The solution I came up is a bit odd, but it has been working well. It also requires scratch space equivalent to the amount of space you are backing up. What I do is do an rsync pull from a VM located at the backup location to its own disk. This disk will hold a living copy of the data locally and rsync will only pull the changes, supports compression, so a lot of bandwidth is saved. Then, I use tar to take a snapshot of the synchronized folders, which I keep 30 days worth.
Security wise, it is quite secure, with everything occurring over SSH. Depending on the access required, the largest security flaw is sudo access to root requiring no password. If you are just backing up application data, and not system files, this is probably not required. Here is what is needed:
- Create (or use an existing) account with SSH keys and passwordless sudo access (if required) on the system that will be backed up.
- VM with enough disk space to hold a live copy of the backup data.
Steps:
- Do an rsync pull on the VM where the backups will be stored.

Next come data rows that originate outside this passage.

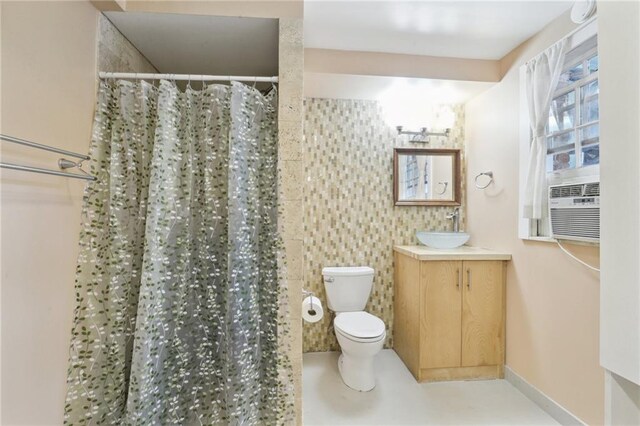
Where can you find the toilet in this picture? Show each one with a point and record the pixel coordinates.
(360, 334)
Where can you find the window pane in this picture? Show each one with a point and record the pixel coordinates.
(590, 134)
(592, 63)
(571, 76)
(591, 155)
(561, 142)
(562, 112)
(561, 161)
(589, 102)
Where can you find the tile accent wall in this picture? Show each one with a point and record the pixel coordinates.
(291, 68)
(349, 216)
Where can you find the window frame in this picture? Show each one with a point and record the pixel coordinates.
(558, 176)
(539, 229)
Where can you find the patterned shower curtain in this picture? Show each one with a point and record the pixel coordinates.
(180, 306)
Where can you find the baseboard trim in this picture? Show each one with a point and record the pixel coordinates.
(555, 410)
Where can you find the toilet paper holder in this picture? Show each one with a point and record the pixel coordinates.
(306, 293)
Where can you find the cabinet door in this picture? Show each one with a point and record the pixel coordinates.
(440, 314)
(483, 313)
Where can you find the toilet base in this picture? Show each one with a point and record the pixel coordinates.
(357, 372)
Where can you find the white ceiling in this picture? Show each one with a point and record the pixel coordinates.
(428, 91)
(198, 44)
(460, 29)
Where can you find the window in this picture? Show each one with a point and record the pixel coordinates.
(573, 132)
(411, 177)
(573, 129)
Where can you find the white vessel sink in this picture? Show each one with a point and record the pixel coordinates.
(442, 240)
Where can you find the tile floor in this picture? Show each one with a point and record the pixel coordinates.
(399, 400)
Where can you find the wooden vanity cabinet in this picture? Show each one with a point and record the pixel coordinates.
(449, 317)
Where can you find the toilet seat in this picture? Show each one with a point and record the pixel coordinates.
(359, 326)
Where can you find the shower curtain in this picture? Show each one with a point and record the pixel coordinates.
(180, 306)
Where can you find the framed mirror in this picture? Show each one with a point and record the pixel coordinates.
(426, 177)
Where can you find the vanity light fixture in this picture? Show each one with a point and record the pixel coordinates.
(421, 135)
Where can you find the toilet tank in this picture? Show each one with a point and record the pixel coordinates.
(347, 287)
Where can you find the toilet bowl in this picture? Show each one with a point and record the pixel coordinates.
(360, 335)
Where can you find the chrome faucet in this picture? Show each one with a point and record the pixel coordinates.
(455, 217)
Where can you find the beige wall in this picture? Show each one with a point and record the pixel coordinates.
(116, 53)
(349, 215)
(48, 81)
(552, 301)
(48, 95)
(290, 150)
(620, 290)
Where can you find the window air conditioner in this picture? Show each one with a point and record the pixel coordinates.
(574, 211)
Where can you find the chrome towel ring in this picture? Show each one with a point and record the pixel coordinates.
(489, 174)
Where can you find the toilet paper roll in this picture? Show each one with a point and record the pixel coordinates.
(312, 309)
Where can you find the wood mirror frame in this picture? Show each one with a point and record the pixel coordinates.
(456, 176)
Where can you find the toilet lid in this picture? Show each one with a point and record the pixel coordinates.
(360, 324)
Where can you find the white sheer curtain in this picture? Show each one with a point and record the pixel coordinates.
(542, 76)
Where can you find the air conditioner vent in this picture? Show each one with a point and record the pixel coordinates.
(566, 191)
(592, 189)
(574, 211)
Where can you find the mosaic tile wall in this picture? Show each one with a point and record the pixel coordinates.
(349, 216)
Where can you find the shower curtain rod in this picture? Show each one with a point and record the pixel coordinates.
(186, 77)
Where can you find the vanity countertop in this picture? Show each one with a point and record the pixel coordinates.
(459, 253)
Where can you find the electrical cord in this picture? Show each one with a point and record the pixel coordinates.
(576, 259)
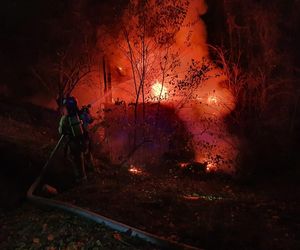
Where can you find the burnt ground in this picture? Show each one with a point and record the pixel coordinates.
(211, 212)
(208, 212)
(27, 135)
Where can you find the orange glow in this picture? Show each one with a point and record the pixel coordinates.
(183, 164)
(191, 197)
(212, 99)
(135, 170)
(211, 167)
(159, 91)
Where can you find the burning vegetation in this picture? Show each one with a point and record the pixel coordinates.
(187, 113)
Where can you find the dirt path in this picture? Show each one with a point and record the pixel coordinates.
(212, 214)
(32, 228)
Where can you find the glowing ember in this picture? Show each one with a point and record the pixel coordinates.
(211, 167)
(135, 170)
(159, 91)
(212, 99)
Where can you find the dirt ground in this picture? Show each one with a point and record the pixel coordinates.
(207, 212)
(210, 212)
(32, 228)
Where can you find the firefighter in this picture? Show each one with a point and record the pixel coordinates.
(87, 119)
(71, 125)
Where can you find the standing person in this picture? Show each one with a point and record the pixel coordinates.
(87, 119)
(71, 125)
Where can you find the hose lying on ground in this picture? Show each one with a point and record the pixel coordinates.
(131, 231)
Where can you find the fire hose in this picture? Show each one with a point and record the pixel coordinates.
(115, 225)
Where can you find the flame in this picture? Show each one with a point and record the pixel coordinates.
(135, 170)
(212, 99)
(159, 91)
(211, 167)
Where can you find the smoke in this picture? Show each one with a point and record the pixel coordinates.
(204, 114)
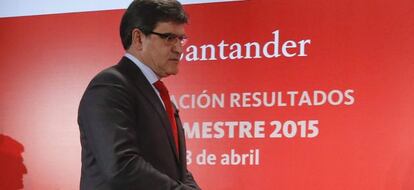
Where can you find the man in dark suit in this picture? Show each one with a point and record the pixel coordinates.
(131, 134)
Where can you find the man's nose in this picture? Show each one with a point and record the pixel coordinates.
(178, 47)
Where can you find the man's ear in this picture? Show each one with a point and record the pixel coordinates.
(137, 38)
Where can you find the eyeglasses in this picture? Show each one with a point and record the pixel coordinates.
(171, 38)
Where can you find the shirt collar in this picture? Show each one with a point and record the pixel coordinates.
(147, 71)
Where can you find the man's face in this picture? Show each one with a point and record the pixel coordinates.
(159, 54)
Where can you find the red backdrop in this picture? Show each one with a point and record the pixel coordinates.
(363, 47)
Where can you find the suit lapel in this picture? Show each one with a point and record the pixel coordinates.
(146, 89)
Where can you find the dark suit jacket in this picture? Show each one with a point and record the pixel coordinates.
(126, 136)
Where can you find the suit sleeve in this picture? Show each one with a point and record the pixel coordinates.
(106, 117)
(189, 181)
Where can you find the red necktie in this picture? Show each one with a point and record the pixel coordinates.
(159, 85)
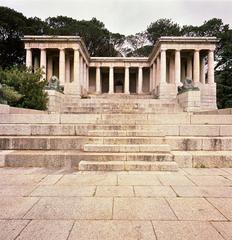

Note: -p port can be added to the ssh string below, if required. –rsync-path=”sudo rsync” may be removed if sudo access is not required to back up your data.
rsync -ahP -e “ssh -o StrictHostKeyChecking=no -i /your/ssh/key/here” –delete –rsync-path=”sudo rsync” \
–compress –compress-level=9 \
user@host:/backup1/dir \
… as many as needed … \
/backup-scratch-directory > /backup/destination/directory/`date +%F`.log - You can then do a tar snapshot of the rsync directory:
tar -czpf /backup/destination/directory/`date %F`.tar.gz
- I then make sure to clean up old files with:
find /backup/destination/directory -type f -mtime +30 -exec rm {} \;
I run all this nightly so I end up with a directory full of 30 tarballs with their corresponding log files.